Lieder, F., Goodman, N. D., Huys, Q. J.

In Computational and Systems Neuroscience (Cosyne), pages: 112, 2013 (inproceedings)

Abstract
Learned helplessness experiments involving controllable vs. uncontrollable stressors have shown that the perceived ability to control events has profound consequences for decision making. Normative models of decision making, however, do not naturally incorporate knowledge about controllability, and previous approaches to incorporating it have led to solutions with biologically implausible computational demands [1,2]. Intuitively, controllability bounds the differential rewards for choosing one strategy over another, and therefore believing that the environment is uncontrollable should reduce one’s willingness to invest time and effort into choosing between options. Here, we offer a normative, resource-rational account of the role of controllability in trading mental effort for expected gain.
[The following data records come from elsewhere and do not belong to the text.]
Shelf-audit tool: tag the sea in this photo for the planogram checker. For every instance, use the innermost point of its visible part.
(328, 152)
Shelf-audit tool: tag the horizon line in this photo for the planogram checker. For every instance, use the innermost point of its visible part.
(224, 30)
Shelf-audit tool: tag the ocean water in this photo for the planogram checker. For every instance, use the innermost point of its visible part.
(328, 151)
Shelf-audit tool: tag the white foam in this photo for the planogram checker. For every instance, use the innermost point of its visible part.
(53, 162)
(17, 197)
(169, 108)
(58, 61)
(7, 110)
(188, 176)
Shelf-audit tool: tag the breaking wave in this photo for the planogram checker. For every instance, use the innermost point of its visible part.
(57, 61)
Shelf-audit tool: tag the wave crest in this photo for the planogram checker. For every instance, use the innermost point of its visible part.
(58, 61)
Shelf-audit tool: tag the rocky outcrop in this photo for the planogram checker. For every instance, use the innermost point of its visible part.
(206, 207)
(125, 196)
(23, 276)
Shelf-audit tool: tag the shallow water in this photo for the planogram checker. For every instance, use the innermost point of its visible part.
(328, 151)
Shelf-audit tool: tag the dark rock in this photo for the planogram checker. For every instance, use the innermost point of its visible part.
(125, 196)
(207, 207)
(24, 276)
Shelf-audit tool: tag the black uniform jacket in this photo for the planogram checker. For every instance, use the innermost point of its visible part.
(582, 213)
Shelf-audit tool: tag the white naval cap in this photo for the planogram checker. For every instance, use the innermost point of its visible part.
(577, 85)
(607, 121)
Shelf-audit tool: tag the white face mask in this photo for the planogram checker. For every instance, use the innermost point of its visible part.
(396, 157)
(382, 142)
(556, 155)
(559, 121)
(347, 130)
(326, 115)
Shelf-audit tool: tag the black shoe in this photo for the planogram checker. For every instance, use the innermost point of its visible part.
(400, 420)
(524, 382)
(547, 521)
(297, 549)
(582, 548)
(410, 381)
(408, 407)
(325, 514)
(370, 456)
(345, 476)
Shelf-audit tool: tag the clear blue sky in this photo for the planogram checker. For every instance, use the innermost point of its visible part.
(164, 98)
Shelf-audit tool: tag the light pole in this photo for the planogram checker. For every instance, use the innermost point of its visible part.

In this view, the brain not only faces the task of solving Markov decision problems (MDPs), but it also has to optimally allocate its finite computational resources to solve them efficiently. This joint problem can itself be cast as a MDP [3], and its optimal solution respects computational constraints by design. We start with an analytic characterisation of the influence of controllability on the use of computational resources. We then replicate previous results on the effects of controllability on the differential value of exploration vs. exploitation, showing that these are also seen in a cognitively plausible regime of computational complexity. Third, we find that controllability makes computation valuable, so that it is worth investing more mental effort the higher the subjective controllability. Fourth, we show that in this model the perceived lack of control (helplessness) replicates empirical findings [4] whereby patients with major depressive disorder are less likely to repeat a choice that led to a reward, or to avoid a choice that led to a loss. Finally, the model makes empirically testable predictions about the relationship between reaction time and helplessness.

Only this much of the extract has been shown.